Nos últimos anos, outro fator passou a
pesar no movimento do relógio: a devastação socioambiental. Os cientistas que
delimitam as eras geológicas qualificam a atual de Antropoceno, palavra
derivada do grego “ánthropos”, humano, e “ceno”, novo. Ou seja, a ação humana
altera o equilíbrio ambiental do planeta e ameaça a vida na Terra. No entanto,
prefiro caracterizar a nossa era como Capitaloceno, a era do capital, na qual a
apropriação privada da riqueza em mãos de poucos é encarada como um direito. E
o que é pior, tal privilégio se situa acima de todos os direitos humanos.
Os ponteiros dos segundos foram adiantados
também por um terceiro fator: a infodemia, essa disseminação generalizada
de fake news e ataques, inclusive de governantes, à ciência e
à verdade. O ódio se alastra como uma pandemia, divide nações e famílias, mina
as bases da democracia. ONU, governos e partidos políticos perdem credibilidade
e abrem caminho para a imposição da lei do mais forte.
Agora o relógio do Apocalipse posiciona
seus ponteiros no último segundo antes da meia-noite. Basta a Rússia alastrar a
guerra contra a Ucrânia para um dos países membros da Otan ou um dos países
desta instituição – que deveria ter sido extinta em 1991, após a queda do Muro
de Berlim – atacar a Rússia ou aumentar ostensivamente o poder de fogo da
Ucrânia. Então os ponteiros marcarão meia-noite.

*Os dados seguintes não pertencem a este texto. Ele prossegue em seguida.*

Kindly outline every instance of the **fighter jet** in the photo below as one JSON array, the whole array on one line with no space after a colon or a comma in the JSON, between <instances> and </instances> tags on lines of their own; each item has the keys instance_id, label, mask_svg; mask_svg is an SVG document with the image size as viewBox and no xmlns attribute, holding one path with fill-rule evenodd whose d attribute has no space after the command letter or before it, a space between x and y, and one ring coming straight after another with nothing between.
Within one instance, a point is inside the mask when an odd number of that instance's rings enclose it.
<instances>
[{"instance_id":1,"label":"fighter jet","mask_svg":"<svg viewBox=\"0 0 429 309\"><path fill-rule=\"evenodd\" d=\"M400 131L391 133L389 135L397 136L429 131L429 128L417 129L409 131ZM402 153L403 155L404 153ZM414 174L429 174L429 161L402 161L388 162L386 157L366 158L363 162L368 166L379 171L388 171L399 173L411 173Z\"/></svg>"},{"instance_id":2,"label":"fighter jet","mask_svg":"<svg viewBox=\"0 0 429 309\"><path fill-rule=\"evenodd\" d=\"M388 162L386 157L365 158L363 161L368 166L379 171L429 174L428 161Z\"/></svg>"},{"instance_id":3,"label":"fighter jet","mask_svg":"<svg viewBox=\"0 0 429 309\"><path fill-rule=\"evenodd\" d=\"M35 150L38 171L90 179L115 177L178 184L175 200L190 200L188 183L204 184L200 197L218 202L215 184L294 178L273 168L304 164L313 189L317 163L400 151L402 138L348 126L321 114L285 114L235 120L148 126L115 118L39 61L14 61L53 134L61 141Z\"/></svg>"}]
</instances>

Hoje, os EUA mantêm armas nucleares, não apenas em seu próprio território, mas em
todo o mundo, inclusive na Europa. Cerca de 100 de suas ogivas
nucleares se encontram na Bélgica, Alemanha, Itália, Holanda e Turquia, estados membros da Otan.
No governo
Trump, os EUA se retiraram unilateralmente do Tratado de Forças Nucleares de Alcance Intermediário (INF, na
sigla em inglês) de 1987, um acordo de controle de armas com a Rússia, que
imediatamente também se retirou. O abandono do tratado significa que cada país
pode, agora, lançar mísseis com um alcance de até 5.500 quilômetros
e, assim, enfraquecer a segurança dentro e ao redor da Europa.
É inegável
que a saída dos EUA do INF suscitou no Kremlin a certeza de que a Casa Branca
busca ficar próxima de suas fronteiras para instalar mísseis e reduzir o
tempo de ataque às cidades russas. Além disso, os EUA constroem, atualmente,
um novo sistema de mísseis, de
100 bilhões de dólares, que pode viajar quase 10 mil quilômetros, chamado GBSD
(sigla em inglês para Ground Based Strategic Deterrent – Dissuasão Estratégica
Terrestre). Este míssil é capaz de transportar armas nucleares e atingir
qualquer lugar do planeta em poucos minutos. Se acontecer, então
nenhum ouvido humano escutará soar o alarme do relógio do Apocalipse.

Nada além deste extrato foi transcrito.